The Observer Magazine cover story of 12 May 1968 by Katharine Whitehorn, who died earlier this month aged 92, was typically forthright, witty and wise (‘Social bloomers and how to get out of them’).
Billed as ‘the guide you actually need to the present-day comedy of manners’, Whitehorn opened with some of her own social solecisms with comic candour: ‘I speak as one who first went into a smart hairdresser and knelt at the backwash.’
‘Time was when you were supposed to know what to do,’ wrote Whitehorn. ‘Now things are different. Not because there are not social distinctions, but because there are far more of them… the essential difference is that it is now all right to ask.’
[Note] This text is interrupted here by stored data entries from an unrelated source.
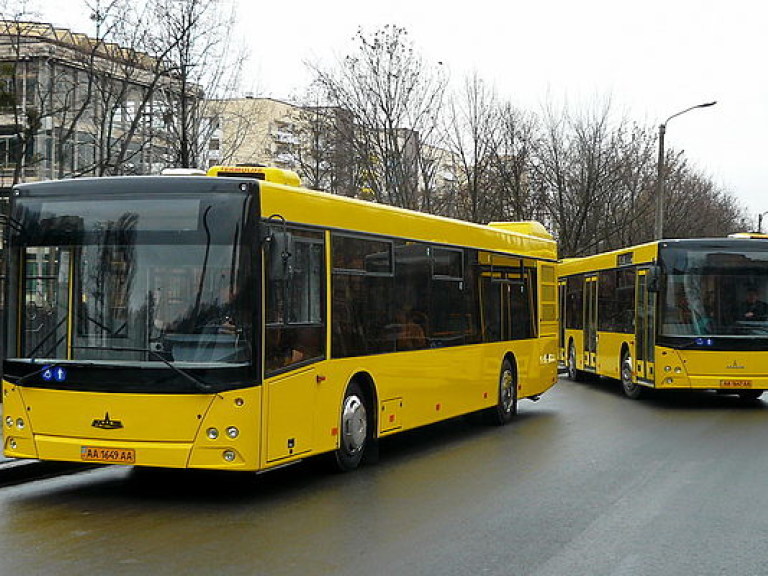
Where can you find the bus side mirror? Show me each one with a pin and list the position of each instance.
(654, 279)
(279, 249)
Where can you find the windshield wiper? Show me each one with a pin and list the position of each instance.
(197, 382)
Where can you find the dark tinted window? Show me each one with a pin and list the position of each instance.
(574, 301)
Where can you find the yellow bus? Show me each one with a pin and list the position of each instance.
(240, 323)
(672, 314)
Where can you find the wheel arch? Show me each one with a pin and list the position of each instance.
(368, 388)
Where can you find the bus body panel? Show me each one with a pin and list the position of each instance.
(176, 436)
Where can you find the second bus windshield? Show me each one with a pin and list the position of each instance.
(715, 292)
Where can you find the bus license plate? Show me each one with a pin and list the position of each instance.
(736, 383)
(107, 455)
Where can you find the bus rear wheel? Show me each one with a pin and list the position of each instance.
(630, 387)
(573, 373)
(353, 429)
(506, 405)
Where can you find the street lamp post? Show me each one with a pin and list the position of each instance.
(659, 232)
(760, 222)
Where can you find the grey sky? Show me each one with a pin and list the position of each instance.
(652, 59)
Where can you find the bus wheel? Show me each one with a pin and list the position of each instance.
(353, 429)
(573, 373)
(506, 407)
(631, 388)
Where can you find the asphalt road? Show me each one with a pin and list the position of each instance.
(584, 482)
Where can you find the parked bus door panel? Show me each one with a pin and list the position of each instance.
(644, 328)
(290, 409)
(590, 323)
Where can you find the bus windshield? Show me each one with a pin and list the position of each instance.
(134, 280)
(715, 292)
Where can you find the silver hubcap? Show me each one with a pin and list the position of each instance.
(507, 391)
(626, 373)
(354, 424)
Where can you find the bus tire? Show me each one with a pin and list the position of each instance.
(506, 404)
(574, 373)
(353, 429)
(631, 388)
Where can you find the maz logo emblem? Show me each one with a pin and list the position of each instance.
(107, 423)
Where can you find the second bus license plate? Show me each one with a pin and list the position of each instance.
(736, 383)
(108, 455)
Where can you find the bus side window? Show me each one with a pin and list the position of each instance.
(295, 303)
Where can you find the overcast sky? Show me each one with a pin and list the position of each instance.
(651, 58)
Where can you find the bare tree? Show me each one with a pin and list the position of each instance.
(472, 131)
(393, 99)
(517, 137)
(21, 111)
(194, 37)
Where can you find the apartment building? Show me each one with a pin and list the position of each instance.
(72, 105)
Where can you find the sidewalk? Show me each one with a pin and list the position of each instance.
(18, 470)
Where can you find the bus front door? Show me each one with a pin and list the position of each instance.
(590, 323)
(644, 328)
(290, 407)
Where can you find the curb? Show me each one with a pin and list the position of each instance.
(23, 470)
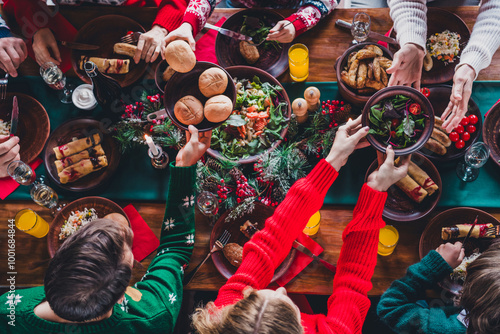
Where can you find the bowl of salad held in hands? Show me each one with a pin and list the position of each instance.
(398, 116)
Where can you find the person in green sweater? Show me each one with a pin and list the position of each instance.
(478, 307)
(86, 284)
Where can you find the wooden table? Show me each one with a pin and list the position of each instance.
(326, 43)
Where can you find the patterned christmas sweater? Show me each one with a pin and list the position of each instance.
(151, 305)
(309, 14)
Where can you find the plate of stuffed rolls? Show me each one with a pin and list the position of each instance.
(113, 58)
(416, 195)
(81, 155)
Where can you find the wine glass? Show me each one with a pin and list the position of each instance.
(55, 78)
(360, 27)
(475, 158)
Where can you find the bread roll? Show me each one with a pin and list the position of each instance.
(189, 110)
(212, 82)
(179, 56)
(218, 108)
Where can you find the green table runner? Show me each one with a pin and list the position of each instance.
(136, 180)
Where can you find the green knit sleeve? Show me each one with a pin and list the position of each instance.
(158, 295)
(399, 309)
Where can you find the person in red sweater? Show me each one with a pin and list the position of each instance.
(35, 18)
(242, 307)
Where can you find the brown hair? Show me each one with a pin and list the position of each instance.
(252, 314)
(481, 292)
(88, 274)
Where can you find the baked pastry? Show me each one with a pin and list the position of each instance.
(189, 110)
(218, 108)
(108, 66)
(179, 56)
(212, 82)
(125, 49)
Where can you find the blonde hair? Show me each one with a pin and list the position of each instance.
(251, 315)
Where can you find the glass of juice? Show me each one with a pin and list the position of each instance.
(298, 61)
(30, 222)
(312, 226)
(387, 240)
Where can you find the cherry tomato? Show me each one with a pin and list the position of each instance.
(460, 144)
(454, 137)
(415, 108)
(464, 121)
(425, 91)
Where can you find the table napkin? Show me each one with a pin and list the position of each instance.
(8, 185)
(205, 47)
(145, 241)
(301, 260)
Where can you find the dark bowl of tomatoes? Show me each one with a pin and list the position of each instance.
(399, 116)
(443, 146)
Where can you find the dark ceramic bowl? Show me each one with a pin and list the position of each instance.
(348, 93)
(182, 84)
(416, 96)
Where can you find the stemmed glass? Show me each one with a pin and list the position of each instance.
(475, 158)
(41, 193)
(360, 27)
(55, 78)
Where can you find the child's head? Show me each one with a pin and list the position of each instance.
(260, 311)
(481, 292)
(90, 272)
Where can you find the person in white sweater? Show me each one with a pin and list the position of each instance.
(410, 23)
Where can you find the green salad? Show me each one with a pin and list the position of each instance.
(398, 121)
(255, 124)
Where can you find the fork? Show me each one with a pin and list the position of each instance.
(3, 86)
(219, 244)
(131, 38)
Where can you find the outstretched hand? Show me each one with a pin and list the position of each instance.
(197, 144)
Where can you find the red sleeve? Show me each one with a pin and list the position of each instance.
(269, 247)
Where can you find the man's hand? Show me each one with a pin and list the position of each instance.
(45, 47)
(197, 145)
(459, 99)
(453, 254)
(406, 69)
(9, 151)
(13, 52)
(347, 139)
(388, 174)
(285, 35)
(150, 44)
(184, 32)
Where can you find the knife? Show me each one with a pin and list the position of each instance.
(297, 245)
(228, 32)
(15, 117)
(372, 34)
(79, 46)
(470, 232)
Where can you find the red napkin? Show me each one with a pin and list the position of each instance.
(205, 47)
(8, 185)
(301, 260)
(145, 241)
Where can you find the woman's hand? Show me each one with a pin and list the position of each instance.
(150, 44)
(197, 145)
(45, 47)
(283, 32)
(347, 139)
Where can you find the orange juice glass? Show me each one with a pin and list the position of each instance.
(30, 222)
(387, 240)
(312, 226)
(298, 61)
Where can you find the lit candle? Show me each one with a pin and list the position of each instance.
(151, 145)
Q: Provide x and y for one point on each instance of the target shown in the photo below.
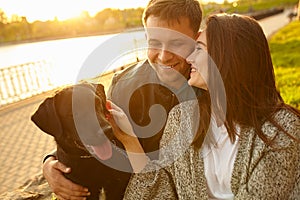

So… how to get rid of people at parties – ‘Empty all the ashtrays in a pointed manner; stay standing.’ (Much easier now to affect a dodgy wifi connection on Zoom.) And what if you’ve forgotten your guests’ names? ‘You can say: “Introduce yourselves, I can smell something burning,” and dash.’
Whitehorn’s list of the dullest subjects in the world (and ones that should be ‘strictly rationed to two sentences on each’) still seems spot on: ‘Cars, children, taxes, any sport, my pet, why my life is so much more awful than anyone else’s’.
‘We fall over ourselves,’ she argued, ‘trying to be cleaner, smoother, better dressed, better read, richer and more suitably brought up than the next person, and the exact opposite is what endears us to other people.’
If you’re wondering about that cover picture and what to do if your pants fall down (did that used to be a thing?), here is Whitehorn’s solution: ‘Grip your arms to your sides and make for the Ladies. If they actually descend, it depends where you are… if concealment is hopeless, look down and say: “You can’t rely on anything these days,” and calmly pick them up.’ Now that is some serious sangfroid.